St. Louis prosecutors, a local grand jury, and a GOP-controlled Missouri House committee have all expressed confidence that Gov. Eric Greitens tied his former lover up in his basement and took a nude photo of her to ensure her silence about their affair.

But proving that this happened will not be so easy in a court of law.

The biggest obstacle for the prosecution is that no one has ever seen the photo Greitens allegedly took.

To convict Greitens for a felony invasion of privacy under Missouri State Statute 565.252, prosecutors will need to prove beyond a reasonable doubt that Greitens captured the photo on his smartphone with the intent to transmit it.

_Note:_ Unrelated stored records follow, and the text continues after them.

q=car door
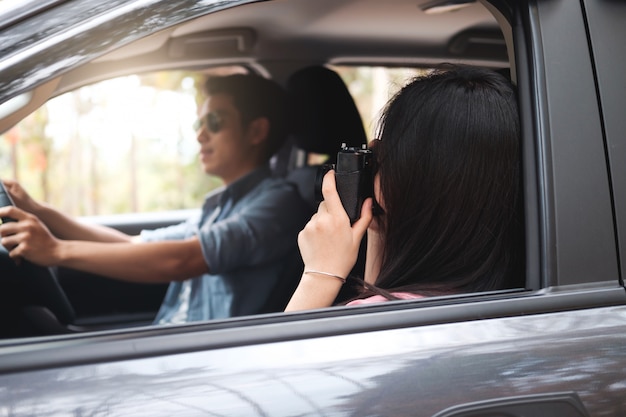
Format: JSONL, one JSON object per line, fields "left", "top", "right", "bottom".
{"left": 515, "top": 0, "right": 618, "bottom": 289}
{"left": 580, "top": 0, "right": 626, "bottom": 284}
{"left": 1, "top": 1, "right": 626, "bottom": 416}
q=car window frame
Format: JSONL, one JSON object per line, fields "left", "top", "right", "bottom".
{"left": 515, "top": 0, "right": 618, "bottom": 288}
{"left": 0, "top": 0, "right": 623, "bottom": 345}
{"left": 0, "top": 0, "right": 254, "bottom": 103}
{"left": 581, "top": 0, "right": 626, "bottom": 287}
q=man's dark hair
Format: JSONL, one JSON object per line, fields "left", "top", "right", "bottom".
{"left": 204, "top": 74, "right": 288, "bottom": 160}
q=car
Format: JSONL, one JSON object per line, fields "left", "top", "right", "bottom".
{"left": 1, "top": 0, "right": 625, "bottom": 415}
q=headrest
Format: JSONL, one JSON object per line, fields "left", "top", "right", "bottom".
{"left": 287, "top": 66, "right": 367, "bottom": 157}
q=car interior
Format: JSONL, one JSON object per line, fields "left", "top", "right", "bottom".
{"left": 0, "top": 0, "right": 515, "bottom": 339}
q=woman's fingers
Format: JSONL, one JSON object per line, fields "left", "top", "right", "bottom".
{"left": 352, "top": 198, "right": 373, "bottom": 238}
{"left": 320, "top": 170, "right": 349, "bottom": 219}
{"left": 319, "top": 170, "right": 374, "bottom": 238}
{"left": 299, "top": 171, "right": 373, "bottom": 272}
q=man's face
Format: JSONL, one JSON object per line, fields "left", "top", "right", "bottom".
{"left": 195, "top": 93, "right": 259, "bottom": 184}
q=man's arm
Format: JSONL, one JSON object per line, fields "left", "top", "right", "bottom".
{"left": 30, "top": 202, "right": 133, "bottom": 243}
{"left": 0, "top": 205, "right": 208, "bottom": 283}
{"left": 2, "top": 179, "right": 132, "bottom": 243}
{"left": 200, "top": 181, "right": 309, "bottom": 274}
{"left": 54, "top": 238, "right": 208, "bottom": 283}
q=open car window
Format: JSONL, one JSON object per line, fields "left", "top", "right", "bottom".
{"left": 2, "top": 0, "right": 587, "bottom": 340}
{"left": 0, "top": 69, "right": 251, "bottom": 218}
{"left": 0, "top": 0, "right": 528, "bottom": 340}
{"left": 331, "top": 66, "right": 433, "bottom": 140}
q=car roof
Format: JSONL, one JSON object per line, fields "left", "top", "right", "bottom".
{"left": 96, "top": 0, "right": 505, "bottom": 64}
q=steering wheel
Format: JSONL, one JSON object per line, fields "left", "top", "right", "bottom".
{"left": 0, "top": 183, "right": 75, "bottom": 327}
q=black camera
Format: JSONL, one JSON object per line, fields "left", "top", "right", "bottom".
{"left": 315, "top": 143, "right": 374, "bottom": 223}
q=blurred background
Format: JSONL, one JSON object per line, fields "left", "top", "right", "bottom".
{"left": 0, "top": 66, "right": 427, "bottom": 217}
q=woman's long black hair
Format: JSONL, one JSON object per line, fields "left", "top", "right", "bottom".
{"left": 356, "top": 65, "right": 525, "bottom": 299}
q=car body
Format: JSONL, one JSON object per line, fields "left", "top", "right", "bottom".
{"left": 0, "top": 0, "right": 625, "bottom": 415}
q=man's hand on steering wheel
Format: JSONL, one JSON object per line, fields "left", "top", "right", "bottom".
{"left": 0, "top": 205, "right": 61, "bottom": 267}
{"left": 1, "top": 179, "right": 41, "bottom": 214}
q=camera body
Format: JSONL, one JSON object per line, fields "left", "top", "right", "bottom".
{"left": 316, "top": 143, "right": 374, "bottom": 223}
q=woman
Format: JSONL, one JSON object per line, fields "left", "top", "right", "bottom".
{"left": 286, "top": 65, "right": 525, "bottom": 311}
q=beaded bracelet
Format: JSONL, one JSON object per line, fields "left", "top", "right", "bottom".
{"left": 304, "top": 270, "right": 347, "bottom": 284}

Because they don’t have an actual copy of the photo, the prosecution’s case rests on the circumstantial evidence in the woman’s account and on corroborating testimony from her ex-husband and friend. The woman will testify that she saw a flash through the blindfold Greitens tied across her eyes and heard the sound of an iPhone camera shutter click.

Because the image was stored on a smartphone, which is a form of computer, and was likely automatically uploaded to the cloud, prosecutors will argue, the situation satisfies the statute’s language about having “access to that image via computer.” As to the intent to “transmit” the photograph, they will point to Greitens’ verbal threat to the woman that the photo would be distributed “everywhere” if she ever mentioned his name and his subsequent promises to her that he deleted it.

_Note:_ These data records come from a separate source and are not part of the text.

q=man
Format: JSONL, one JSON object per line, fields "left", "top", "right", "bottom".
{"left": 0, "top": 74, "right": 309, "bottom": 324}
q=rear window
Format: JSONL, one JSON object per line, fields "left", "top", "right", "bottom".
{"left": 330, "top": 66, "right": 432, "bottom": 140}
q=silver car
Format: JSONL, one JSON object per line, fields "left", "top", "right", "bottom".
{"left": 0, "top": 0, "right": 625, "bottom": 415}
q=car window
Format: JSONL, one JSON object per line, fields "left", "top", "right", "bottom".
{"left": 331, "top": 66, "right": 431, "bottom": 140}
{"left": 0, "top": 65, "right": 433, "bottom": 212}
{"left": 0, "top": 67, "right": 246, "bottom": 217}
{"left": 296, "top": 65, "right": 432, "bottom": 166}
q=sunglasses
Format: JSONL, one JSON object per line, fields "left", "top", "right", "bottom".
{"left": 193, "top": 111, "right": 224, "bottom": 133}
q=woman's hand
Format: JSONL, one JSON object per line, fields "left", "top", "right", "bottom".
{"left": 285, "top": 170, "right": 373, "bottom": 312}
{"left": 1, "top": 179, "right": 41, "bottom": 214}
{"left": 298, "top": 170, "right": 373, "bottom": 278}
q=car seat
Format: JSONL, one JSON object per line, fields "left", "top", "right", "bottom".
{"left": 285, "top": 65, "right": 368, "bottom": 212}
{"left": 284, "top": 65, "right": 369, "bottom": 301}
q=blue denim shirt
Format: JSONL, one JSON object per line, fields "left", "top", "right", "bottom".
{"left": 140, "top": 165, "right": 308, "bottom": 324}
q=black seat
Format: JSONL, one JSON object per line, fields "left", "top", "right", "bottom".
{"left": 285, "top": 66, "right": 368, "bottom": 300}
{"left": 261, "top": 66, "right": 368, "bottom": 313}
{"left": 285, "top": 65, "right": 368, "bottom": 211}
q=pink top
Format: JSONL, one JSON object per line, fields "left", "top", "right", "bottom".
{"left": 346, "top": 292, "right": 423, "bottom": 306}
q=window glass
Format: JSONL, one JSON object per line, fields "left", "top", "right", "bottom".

Greitens’ team says the entire case is bogus because the prosecution can’t prove the photo ever existed. No witness, including the woman, has ever seen it. And Greitens says he never took it, and therefore could never have intended to share it with anyone.

We’ve spent months learning all the gory details of the governor’s alleged behavior. He is accused not only of blackmail but of slapping the woman on multiple occasions and forcing her to give him oral sex while she cried “like a wounded little animal on the ground.”

There is a good deal of proof that Greitens behaved appallingly. But the key piece of evidence that could convict him just isn’t there.